Sometimes people are suspicious of the NHS. Sometimes people don’t want to access care through their GP. There can be a whole host of reasons why statutory bodies feel like a scary barrier to people, whereas approaching a voluntary organisation can feel less intimidating. Smaller organisations are often closer to clients and their experiences, and they can respond rapidly to feedback.
Emma also pointed to a need for sustainably-funded partnerships, without current short-term tender cycles. “NHS procurement processes are often complex and time-consuming, making it impossible for small but excellent organisations to respond to 200-page tender documents,” she said.
Diversity & Inclusion Consultant Sanisha Wynter outlined her own experiences, having been diagnosed with severe mental health illnesses, including borderline personality disorder, mixed anxiety and depressive disorder and PTSD.
Speaking impactfully of her experience of seeking support, and initially “not feeling heard” she said:
[It’s been difficult to access] services as a patient [due to] the way that I’m perceived… I can articulate how I feel and I’m emotionally intelligent… when I first interacted with services, I was told ‘but you’re such a strong black woman’. I felt frustrated. The GP was well-meaning but the impact it had was that it silenced me.
She went back to her GP and was referred to the IAPT programme.
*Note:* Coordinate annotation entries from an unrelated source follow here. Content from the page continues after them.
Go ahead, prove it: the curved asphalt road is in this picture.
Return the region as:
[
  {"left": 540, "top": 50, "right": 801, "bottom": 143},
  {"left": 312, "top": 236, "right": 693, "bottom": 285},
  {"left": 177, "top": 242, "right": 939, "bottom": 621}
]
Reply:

Describing the process of diagnosis, she said
When I was diagnosed, I was shocked…because I felt ‘how could somebody who has achieved so much, from my perception – being the first in my family to go to university, the first to do lots of different things that my family hadn’t done, why was I feeling unwell and did that mean I had failed?’
She emphasised the “many different stigmas and stereotypes around mental health disorders” that continue to exist within the system itself, highlighting the racism and sexism she has encountered. She asserted that women “can be seen as hysterical when asking for help”, with other patients labelled as “difficult”, and pointed to a need for all staff to speak out to help reduce harmful stereotyping.
Silence is being complicit in oppression. There is so much stigma and harmful language thrown out about people, specifically with borderline personality disorder. Know that if you are hearing those conversations, being part of those conversations and not challenging it…you are continuing the cycle.
Sanisha also highlighted ‘the racialised issue’ of labelling some communities as ‘hard to reach’ in justifying a lack of support.
[No communities are] hard to reach, [rather] our approach or our research needs to adapt to [each] community,” she said. “Mental health support must be tailored to individuals, not just about ‘what do we have funding for?’
Wrapping up the event, chair Shazna asked speakers for the one thing they would change to improve outcomes for those impacted by mental health.
Emma: “For service users and VCSEs to be at the core of design, build and implementation of the new structures in addition to embedded in the on-going governance and monitoring of service delivery.”
Sanisha: “For patients and people with lived experiences, for their voices to be valued and to be included in the co-creation of new research and projects, so we’re there from the beginning.”